Jadilah hari-hari kami makin saling kait mengkait. Ketergantungan yang bernama apa saja. Teman, sahabat, ayah, kakak, partner kerja, juga lawan diskusi. Dan akhirnya rekan duet dalam menulis. Termasuk saat menulis dan menyelesaikan novel pertamaku.
Untungnya dunia maya membebaskan kita bergerak ke mana saja, berhubungan dengan siapa saja dan akhirnya meluaskan apa saja. Termasuk pertemuanku dengan partner menulis sekaligus mentorku ini. Dia banyak menggali kemampuan menulisku.
“Kamu harus menjadi sesuatu. Untuk anak-anakmu,” dia terus menerus menghembuskan udara keberanian.
“Kamu punya potensi. Kamu punya visi. Dan kamu punya tugas. Ayo kamu bisa, ” begitu terus dia mencecar telingaku dengan lecutan-lecutan. Seorang sahabat dengan ketulusan memang bisa membangkitkan tidur kita, menciptakan mimpi-mimpi baru dan membuat kita terjaga. Lalu meniti tangga kesuksesan dengan dukungan tanpa syarat.
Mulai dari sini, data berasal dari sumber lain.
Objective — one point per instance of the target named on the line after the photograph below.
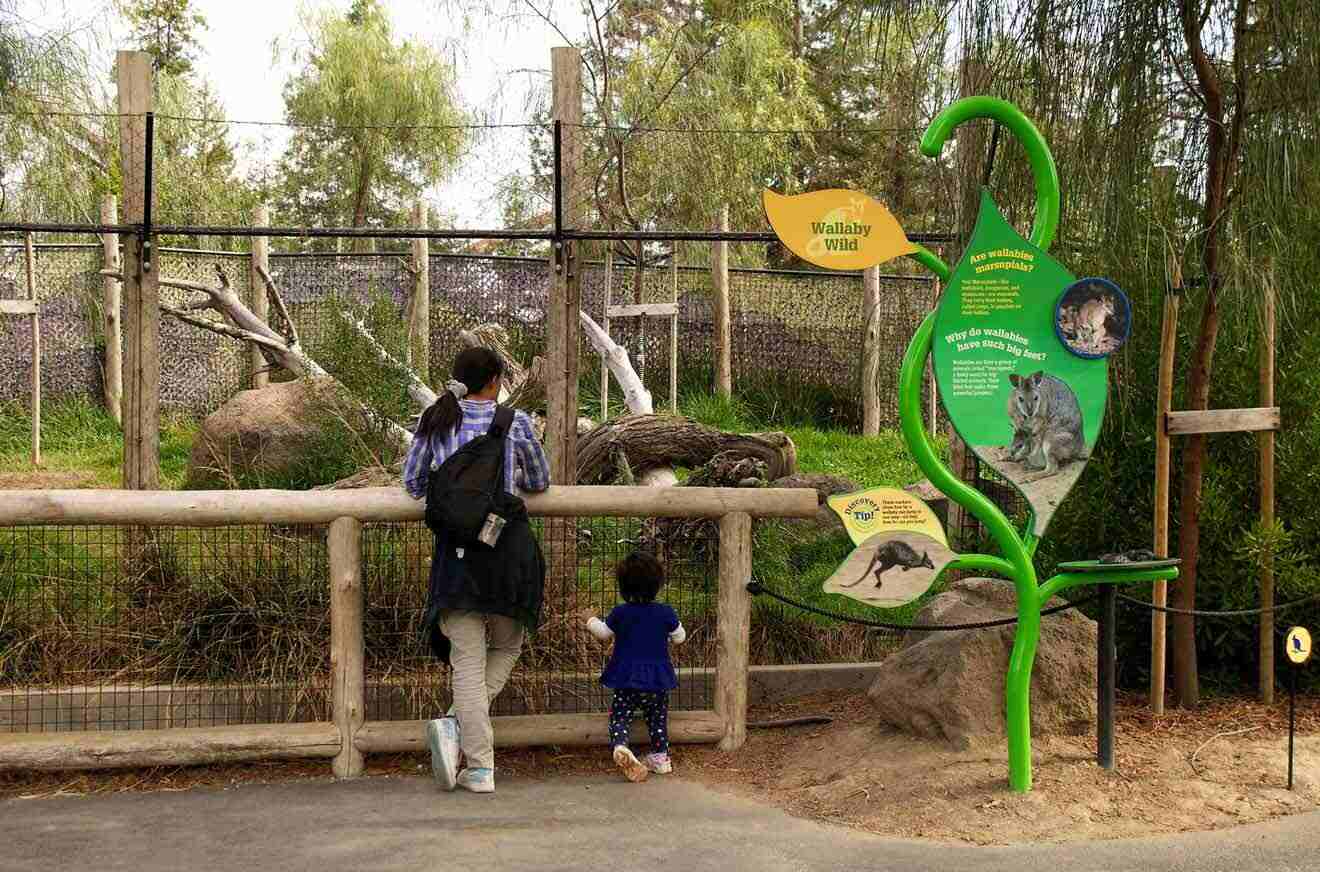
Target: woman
(483, 602)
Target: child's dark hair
(640, 577)
(474, 367)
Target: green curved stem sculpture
(1017, 549)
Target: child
(639, 670)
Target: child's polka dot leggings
(651, 705)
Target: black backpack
(469, 486)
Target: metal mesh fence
(793, 329)
(132, 628)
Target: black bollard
(1106, 654)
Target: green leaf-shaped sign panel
(1018, 397)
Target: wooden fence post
(141, 292)
(871, 351)
(1266, 437)
(110, 296)
(734, 628)
(419, 326)
(31, 259)
(349, 693)
(724, 326)
(260, 259)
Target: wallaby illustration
(1052, 421)
(890, 554)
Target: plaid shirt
(524, 459)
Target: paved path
(576, 823)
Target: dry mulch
(1221, 765)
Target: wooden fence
(349, 736)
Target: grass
(79, 437)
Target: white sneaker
(477, 780)
(631, 767)
(442, 740)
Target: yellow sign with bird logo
(836, 228)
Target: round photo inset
(1093, 318)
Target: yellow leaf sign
(836, 228)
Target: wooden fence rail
(347, 736)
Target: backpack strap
(499, 429)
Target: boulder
(949, 685)
(265, 432)
(825, 486)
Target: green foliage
(81, 437)
(166, 29)
(376, 123)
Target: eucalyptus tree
(375, 120)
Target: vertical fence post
(110, 294)
(31, 260)
(347, 687)
(1163, 404)
(419, 327)
(1105, 676)
(605, 322)
(1266, 437)
(561, 341)
(871, 351)
(724, 315)
(260, 302)
(141, 290)
(734, 628)
(673, 331)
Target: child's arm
(595, 625)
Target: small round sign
(1298, 645)
(1093, 318)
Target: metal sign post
(1296, 645)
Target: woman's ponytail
(474, 368)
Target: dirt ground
(1220, 767)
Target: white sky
(502, 69)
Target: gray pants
(483, 649)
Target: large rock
(949, 685)
(825, 487)
(265, 432)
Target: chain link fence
(790, 327)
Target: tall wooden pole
(565, 288)
(347, 690)
(1266, 437)
(1163, 404)
(31, 259)
(260, 301)
(111, 302)
(724, 321)
(871, 351)
(141, 294)
(419, 327)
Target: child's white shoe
(659, 763)
(477, 780)
(631, 767)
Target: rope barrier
(757, 587)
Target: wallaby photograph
(1093, 318)
(890, 569)
(890, 554)
(1047, 426)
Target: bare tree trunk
(1222, 148)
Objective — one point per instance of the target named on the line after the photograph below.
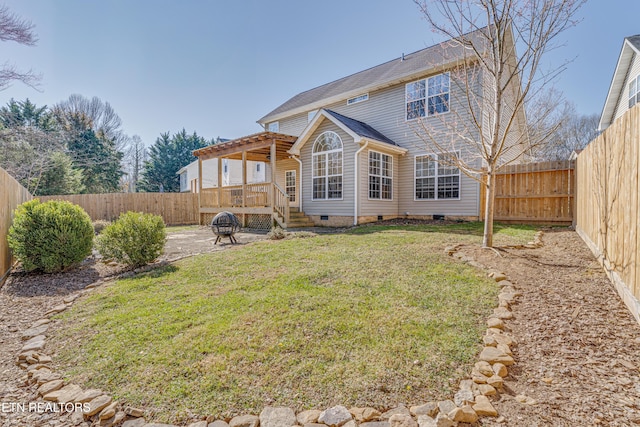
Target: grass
(375, 316)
Sehingga setelah istikhoroh, aku mengambil loncatan yang tak pernah kukira sebelumnya meski jauh di masa lalu impian ini pernah ada dalam memoriku. Aku menerbitkan novelku sendiri. Langkah berani yang diambil seorang ibu muda dengan dua anak yang masih suka merajuk. Semua dikerjakan dari balik laptop di dalam kamar. Senang sekali rasanya akhirnya create something tanpa harus meninggalkan anak-anakku.
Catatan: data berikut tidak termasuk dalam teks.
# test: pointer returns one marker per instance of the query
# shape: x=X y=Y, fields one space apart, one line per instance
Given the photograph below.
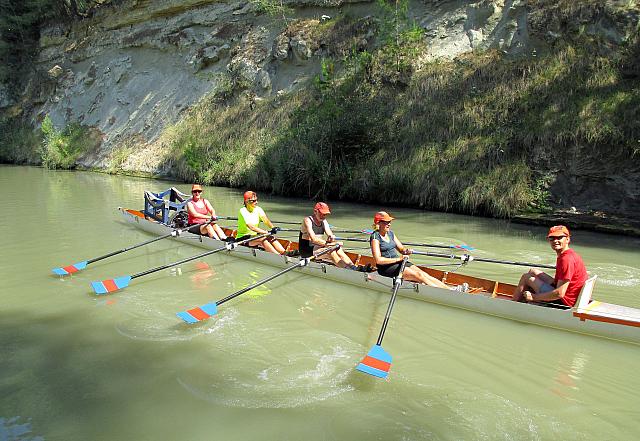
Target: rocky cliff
x=135 y=68
x=132 y=69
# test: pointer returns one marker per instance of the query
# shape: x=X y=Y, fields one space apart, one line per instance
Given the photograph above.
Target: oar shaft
x=273 y=276
x=258 y=283
x=413 y=244
x=480 y=259
x=198 y=256
x=397 y=281
x=95 y=259
x=273 y=221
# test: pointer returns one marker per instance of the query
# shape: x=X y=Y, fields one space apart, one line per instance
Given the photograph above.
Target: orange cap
x=322 y=208
x=382 y=216
x=558 y=230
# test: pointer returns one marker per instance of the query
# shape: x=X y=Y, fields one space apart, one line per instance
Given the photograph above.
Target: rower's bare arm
x=313 y=238
x=555 y=294
x=266 y=221
x=375 y=252
x=192 y=211
x=209 y=207
x=327 y=230
x=401 y=247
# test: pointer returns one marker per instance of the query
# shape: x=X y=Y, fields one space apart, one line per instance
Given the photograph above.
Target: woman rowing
x=201 y=216
x=249 y=218
x=310 y=239
x=388 y=252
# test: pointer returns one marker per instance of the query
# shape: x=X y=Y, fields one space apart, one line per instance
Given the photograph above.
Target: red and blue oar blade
x=66 y=270
x=111 y=285
x=377 y=362
x=199 y=313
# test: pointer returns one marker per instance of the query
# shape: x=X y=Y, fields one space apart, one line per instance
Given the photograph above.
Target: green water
x=278 y=362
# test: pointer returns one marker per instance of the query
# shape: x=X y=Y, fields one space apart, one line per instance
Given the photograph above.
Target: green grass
x=61 y=149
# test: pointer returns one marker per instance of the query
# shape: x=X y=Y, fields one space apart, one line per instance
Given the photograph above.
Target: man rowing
x=249 y=218
x=311 y=238
x=388 y=252
x=202 y=216
x=571 y=274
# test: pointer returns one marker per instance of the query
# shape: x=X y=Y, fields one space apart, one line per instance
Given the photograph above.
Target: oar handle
x=469 y=258
x=397 y=281
x=273 y=221
x=198 y=256
x=413 y=244
x=301 y=263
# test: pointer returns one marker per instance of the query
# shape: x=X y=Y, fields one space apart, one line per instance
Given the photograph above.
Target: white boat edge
x=622 y=325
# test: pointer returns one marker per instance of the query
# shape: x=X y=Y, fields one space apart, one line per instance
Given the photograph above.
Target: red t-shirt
x=569 y=266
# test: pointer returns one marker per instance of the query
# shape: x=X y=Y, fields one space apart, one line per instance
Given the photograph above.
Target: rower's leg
x=415 y=274
x=208 y=231
x=278 y=246
x=342 y=256
x=218 y=231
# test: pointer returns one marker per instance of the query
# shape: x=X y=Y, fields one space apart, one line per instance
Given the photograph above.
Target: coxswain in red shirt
x=571 y=274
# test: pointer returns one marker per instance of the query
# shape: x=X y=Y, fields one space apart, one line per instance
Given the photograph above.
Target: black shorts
x=557 y=303
x=391 y=270
x=195 y=229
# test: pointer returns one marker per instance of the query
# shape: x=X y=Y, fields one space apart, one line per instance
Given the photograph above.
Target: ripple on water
x=145 y=321
x=12 y=429
x=616 y=275
x=267 y=374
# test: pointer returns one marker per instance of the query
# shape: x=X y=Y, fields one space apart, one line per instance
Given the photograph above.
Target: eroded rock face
x=131 y=70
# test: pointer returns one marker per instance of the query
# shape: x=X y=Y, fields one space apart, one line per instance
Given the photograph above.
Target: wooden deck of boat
x=609 y=313
x=476 y=285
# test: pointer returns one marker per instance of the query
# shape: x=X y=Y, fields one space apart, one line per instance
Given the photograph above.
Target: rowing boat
x=485 y=296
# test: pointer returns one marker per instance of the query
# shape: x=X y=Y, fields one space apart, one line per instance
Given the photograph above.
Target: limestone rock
x=55 y=71
x=280 y=50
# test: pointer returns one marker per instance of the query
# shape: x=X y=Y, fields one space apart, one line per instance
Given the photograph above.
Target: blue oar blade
x=111 y=285
x=198 y=314
x=66 y=270
x=377 y=362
Dan di sinilah aku. Dan dia sesungguhnya tak pernah pergi. Dia seolah bayang-bayang yang senantiasa ada, menjaga dan mengawasiku, selalu siap di sisiku kapan saja aku membutuhkannya. Belum lagi kutemui orang yang sedemikian tulusnya. Meski aku beberapa kali mungkin menyakiti hatinya, mengecewakan dan tidak memenuhi harapannya. Tapi mungkin memang benar, dia melakukannya bukan untukku. Dia melakukan semua ini karenaNya. Jadi tak peduli aku kadang ingin lepas atau lari, dia tetap di tempatnya.
Lalu kuketahui dia melakukannya bukan hanya untukku. Dia dengan tetap menggunakan topengnya di balik hati malaikatnya, melakukan banyak hal untuk banyak orang. Dia membangkitkan orang-orang yang hampir putus asa sepertiku waktu itu. Dan membuat orang-orang inipun kebingungan bagaimana mengucapkan terima kasih, karena dia tidak merasa melakukan apa-apa. Aku hanya kepanjangan tangan, Dia yang ada di balik semua ini. Begitu katanya selalu.
Jadi diam-diam kami hanya bisa berdoa semoga kebaikan yang ditanamnya dalam diam ini bertumbuh menjadi pohon kebaikan, kebajikan, kebijakan yang berlipat ganda buahnya. Aamiin.
Thanks XL sudah membersamai kami selama ini.